Queen Elizabeth II has taken part in a ceremony celebrating the centennial of Government Communications Headquarters (GCHQ), the country's spy agency. During the ceremony, which took place at GCHQ's former building at Watergate House, the monarch unveiled a cryptic plaque with a hidden message that the agency has offered to the public to solve.
After the ceremony, the Royal Family Twitter account posted an encrypted message to the service, with the service promptly replying in a similar code.
Speaking during the ceremony, the Queen — who received intelligence briefings herself for most of the service's existence — recalled how her father King George VI got infuriated with the spy technology of the time.
"I remember my father had one", she said about GCHQ's scrambler telephones, used to keep Royal phone talks secret. "He used to get so cross when it didn't scramble".
"Took some time to heat up and then work.
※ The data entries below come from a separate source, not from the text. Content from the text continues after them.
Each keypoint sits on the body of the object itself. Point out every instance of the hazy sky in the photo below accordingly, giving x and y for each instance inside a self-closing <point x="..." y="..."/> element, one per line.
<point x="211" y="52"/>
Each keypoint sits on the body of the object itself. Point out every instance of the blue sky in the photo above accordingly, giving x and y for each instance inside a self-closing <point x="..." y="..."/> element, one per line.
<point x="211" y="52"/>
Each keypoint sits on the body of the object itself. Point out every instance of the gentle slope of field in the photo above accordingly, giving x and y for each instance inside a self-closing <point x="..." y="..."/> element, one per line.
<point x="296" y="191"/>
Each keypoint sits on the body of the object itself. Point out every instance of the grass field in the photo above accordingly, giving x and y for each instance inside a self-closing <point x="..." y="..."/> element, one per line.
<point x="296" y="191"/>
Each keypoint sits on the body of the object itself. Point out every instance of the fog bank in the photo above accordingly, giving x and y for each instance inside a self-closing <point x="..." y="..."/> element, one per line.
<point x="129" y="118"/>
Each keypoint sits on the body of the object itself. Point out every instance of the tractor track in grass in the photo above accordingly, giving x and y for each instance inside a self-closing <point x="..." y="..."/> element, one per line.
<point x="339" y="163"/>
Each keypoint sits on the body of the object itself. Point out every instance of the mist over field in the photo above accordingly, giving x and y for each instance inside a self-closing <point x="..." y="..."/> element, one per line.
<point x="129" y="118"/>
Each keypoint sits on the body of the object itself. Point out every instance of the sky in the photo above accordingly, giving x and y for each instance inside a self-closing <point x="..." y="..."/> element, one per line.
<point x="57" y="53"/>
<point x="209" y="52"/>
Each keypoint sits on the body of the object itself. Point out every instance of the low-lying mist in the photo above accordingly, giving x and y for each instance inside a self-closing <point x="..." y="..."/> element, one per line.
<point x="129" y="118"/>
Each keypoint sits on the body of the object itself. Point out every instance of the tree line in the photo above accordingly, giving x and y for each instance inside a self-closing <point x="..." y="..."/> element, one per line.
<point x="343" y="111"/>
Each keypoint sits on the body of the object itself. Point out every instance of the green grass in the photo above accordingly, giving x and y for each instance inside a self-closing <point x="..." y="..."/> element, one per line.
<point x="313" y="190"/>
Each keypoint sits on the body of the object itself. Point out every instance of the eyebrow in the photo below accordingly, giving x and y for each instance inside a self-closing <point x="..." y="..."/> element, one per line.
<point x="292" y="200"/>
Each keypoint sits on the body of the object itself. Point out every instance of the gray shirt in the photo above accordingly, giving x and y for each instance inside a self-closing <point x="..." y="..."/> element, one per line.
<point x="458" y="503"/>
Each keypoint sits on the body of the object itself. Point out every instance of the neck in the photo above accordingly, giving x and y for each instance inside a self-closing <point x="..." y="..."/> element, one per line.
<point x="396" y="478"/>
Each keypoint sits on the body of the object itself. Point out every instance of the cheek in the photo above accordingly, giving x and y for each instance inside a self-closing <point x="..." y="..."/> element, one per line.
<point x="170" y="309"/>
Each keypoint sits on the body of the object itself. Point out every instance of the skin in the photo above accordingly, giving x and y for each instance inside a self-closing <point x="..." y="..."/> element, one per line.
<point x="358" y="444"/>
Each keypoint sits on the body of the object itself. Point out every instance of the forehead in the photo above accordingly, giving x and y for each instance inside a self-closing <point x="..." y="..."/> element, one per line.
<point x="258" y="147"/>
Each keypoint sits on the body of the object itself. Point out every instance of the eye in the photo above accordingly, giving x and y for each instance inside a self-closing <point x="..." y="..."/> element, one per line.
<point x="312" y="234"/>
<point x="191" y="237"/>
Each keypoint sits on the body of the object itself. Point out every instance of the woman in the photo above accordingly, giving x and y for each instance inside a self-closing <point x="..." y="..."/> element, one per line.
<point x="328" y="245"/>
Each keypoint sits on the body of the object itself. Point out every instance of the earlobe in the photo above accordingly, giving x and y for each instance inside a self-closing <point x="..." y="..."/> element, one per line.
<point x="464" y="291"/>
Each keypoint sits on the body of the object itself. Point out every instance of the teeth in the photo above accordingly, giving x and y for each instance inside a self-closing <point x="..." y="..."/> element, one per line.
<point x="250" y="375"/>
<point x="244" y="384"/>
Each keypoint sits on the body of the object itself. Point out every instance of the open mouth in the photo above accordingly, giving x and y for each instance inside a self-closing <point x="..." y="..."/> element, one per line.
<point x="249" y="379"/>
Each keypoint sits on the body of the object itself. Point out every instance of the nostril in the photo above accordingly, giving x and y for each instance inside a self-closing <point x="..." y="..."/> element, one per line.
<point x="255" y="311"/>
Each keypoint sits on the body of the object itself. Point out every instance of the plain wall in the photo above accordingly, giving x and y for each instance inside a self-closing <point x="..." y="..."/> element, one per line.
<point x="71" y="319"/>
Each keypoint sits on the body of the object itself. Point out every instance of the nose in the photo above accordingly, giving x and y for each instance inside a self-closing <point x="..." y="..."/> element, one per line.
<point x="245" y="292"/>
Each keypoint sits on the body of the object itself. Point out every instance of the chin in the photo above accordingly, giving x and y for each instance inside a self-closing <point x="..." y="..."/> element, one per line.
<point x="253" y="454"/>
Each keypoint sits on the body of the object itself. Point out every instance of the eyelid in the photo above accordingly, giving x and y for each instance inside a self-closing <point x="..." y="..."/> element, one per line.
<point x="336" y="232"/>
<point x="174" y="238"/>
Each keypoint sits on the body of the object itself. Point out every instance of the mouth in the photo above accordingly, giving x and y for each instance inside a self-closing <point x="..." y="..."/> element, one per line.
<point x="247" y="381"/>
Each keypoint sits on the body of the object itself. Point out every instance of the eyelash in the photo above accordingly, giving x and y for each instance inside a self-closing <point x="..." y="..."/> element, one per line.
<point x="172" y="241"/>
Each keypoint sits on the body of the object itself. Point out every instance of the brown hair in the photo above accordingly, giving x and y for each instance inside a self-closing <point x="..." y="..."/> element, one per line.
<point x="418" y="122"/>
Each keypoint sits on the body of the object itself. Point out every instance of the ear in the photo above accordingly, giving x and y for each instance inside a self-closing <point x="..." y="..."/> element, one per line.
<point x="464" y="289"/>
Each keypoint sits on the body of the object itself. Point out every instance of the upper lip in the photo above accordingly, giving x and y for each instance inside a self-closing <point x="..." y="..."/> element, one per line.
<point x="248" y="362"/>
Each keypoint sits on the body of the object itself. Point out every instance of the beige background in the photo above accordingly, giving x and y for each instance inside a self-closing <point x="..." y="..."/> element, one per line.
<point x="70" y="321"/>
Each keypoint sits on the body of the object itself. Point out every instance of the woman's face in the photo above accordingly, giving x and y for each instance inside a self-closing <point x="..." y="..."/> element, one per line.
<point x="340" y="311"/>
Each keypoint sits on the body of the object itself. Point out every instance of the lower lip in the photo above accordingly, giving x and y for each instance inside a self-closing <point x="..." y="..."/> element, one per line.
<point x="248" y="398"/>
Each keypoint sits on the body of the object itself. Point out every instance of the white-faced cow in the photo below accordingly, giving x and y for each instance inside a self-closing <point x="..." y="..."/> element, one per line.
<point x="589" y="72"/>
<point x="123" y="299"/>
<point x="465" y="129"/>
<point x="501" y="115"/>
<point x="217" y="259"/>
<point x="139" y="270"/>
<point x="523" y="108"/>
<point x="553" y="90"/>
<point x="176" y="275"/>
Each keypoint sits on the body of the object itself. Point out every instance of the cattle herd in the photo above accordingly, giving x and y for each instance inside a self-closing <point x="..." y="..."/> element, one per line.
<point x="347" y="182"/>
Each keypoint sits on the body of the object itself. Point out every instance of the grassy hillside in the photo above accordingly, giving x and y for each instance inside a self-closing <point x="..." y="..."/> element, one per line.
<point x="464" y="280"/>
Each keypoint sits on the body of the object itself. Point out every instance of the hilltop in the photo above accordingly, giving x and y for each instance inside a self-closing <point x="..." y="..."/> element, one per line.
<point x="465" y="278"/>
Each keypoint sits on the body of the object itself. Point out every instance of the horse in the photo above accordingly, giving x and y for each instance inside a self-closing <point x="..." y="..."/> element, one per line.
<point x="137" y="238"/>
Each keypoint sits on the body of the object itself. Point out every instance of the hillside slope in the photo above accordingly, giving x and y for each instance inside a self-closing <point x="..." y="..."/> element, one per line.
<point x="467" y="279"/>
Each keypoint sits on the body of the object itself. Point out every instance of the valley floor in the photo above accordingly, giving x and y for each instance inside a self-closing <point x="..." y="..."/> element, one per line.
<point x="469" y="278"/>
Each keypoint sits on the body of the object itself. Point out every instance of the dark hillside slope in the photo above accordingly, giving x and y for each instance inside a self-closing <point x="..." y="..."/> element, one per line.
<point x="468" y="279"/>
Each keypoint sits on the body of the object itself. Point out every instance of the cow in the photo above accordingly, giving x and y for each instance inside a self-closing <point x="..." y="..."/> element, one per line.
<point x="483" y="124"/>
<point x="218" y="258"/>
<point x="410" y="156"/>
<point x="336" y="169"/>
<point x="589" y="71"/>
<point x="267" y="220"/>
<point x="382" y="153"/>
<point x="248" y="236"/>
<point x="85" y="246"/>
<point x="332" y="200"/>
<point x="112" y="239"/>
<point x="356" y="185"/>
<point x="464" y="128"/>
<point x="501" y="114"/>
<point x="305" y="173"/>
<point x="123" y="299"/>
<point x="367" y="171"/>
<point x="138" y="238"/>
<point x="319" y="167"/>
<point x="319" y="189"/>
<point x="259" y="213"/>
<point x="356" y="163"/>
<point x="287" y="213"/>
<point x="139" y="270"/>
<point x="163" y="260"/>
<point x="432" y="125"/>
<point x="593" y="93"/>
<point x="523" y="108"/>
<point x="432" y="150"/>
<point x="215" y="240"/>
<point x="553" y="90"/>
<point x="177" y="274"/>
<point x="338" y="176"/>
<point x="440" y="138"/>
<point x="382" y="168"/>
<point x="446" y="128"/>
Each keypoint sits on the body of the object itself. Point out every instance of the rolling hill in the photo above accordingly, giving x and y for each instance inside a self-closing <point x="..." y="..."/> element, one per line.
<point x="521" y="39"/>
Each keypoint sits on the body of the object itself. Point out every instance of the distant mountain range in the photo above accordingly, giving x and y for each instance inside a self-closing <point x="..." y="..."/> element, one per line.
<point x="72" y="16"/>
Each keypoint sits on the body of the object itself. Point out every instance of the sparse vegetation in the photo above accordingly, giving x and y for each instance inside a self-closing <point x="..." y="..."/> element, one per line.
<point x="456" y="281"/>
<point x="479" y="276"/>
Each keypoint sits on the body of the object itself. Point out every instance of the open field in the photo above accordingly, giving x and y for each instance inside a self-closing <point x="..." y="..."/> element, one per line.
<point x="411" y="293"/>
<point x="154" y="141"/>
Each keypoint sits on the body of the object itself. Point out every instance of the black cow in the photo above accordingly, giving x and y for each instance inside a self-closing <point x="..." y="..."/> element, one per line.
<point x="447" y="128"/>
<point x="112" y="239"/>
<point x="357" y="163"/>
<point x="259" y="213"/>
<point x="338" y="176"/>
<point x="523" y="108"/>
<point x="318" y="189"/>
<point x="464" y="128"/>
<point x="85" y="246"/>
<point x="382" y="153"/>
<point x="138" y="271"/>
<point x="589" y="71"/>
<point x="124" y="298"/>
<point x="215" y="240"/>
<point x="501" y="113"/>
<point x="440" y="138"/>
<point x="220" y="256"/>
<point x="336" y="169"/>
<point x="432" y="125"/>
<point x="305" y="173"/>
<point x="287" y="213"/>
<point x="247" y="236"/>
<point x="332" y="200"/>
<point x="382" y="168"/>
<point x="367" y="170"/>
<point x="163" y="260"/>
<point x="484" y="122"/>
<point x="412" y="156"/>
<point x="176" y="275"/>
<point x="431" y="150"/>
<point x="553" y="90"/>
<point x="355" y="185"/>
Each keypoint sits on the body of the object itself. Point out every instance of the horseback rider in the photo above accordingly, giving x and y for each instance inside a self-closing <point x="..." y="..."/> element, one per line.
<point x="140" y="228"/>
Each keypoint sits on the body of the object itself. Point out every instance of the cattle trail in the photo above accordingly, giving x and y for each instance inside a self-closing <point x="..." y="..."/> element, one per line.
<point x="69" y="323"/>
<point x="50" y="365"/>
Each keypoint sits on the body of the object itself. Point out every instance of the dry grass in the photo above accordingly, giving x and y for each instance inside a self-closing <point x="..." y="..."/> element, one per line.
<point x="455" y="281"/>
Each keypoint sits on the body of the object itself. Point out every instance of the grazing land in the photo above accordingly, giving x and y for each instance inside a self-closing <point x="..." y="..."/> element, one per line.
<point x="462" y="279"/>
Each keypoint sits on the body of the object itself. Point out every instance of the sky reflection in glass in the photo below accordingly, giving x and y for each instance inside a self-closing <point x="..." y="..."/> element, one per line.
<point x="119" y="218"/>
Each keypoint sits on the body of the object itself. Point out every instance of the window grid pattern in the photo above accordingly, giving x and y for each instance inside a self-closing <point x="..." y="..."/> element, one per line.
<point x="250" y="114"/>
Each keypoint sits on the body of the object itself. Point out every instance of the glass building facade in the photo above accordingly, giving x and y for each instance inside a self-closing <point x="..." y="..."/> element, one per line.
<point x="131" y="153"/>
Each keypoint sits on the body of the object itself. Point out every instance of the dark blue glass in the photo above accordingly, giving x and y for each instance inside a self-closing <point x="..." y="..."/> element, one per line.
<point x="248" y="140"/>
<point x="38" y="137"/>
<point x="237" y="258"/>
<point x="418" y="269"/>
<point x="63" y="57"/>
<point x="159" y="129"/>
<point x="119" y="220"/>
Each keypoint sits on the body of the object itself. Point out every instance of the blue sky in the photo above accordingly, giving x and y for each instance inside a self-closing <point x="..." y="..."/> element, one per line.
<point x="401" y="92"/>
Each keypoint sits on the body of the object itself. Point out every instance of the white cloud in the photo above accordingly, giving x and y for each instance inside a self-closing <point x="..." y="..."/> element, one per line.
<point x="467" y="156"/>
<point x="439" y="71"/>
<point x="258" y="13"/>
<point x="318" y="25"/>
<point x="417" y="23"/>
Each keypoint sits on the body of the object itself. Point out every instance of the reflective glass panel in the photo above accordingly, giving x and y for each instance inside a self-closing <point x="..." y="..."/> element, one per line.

The machines used valves, today replaced by transistors, which needed time to warm up before the equipment would work", she recalled.
Today Her Majesty The Queen marked the centenary of @GCHQ at their first home as the ‘Government Code and Cypher School’ and a former top secret location, Watergate House #GCHQ100 pic.twitter.com/UhbHsjuen9— The Royal Family (@RoyalFamily) 14 февраля 2019 г.
GCHQ's director Jeremy Fleming spoke before the Queen and invited guests.
"Our work is not often glamorous or easily portrayed in film", he said. "But over the last 100 years it has saved countless lives, shortened wars, given Britain an edge, and solved or harnessed some of the world's hardest technology challenges".
He added that in order to keep up in this digital era — "to optimise the potential of technologies like artificial intelligence and quantum computing — we know we need to keep reinventing".
The service, which has outgrown its old building, is now stationed in a futuristic-looking ring-shaped building in Cheltenham.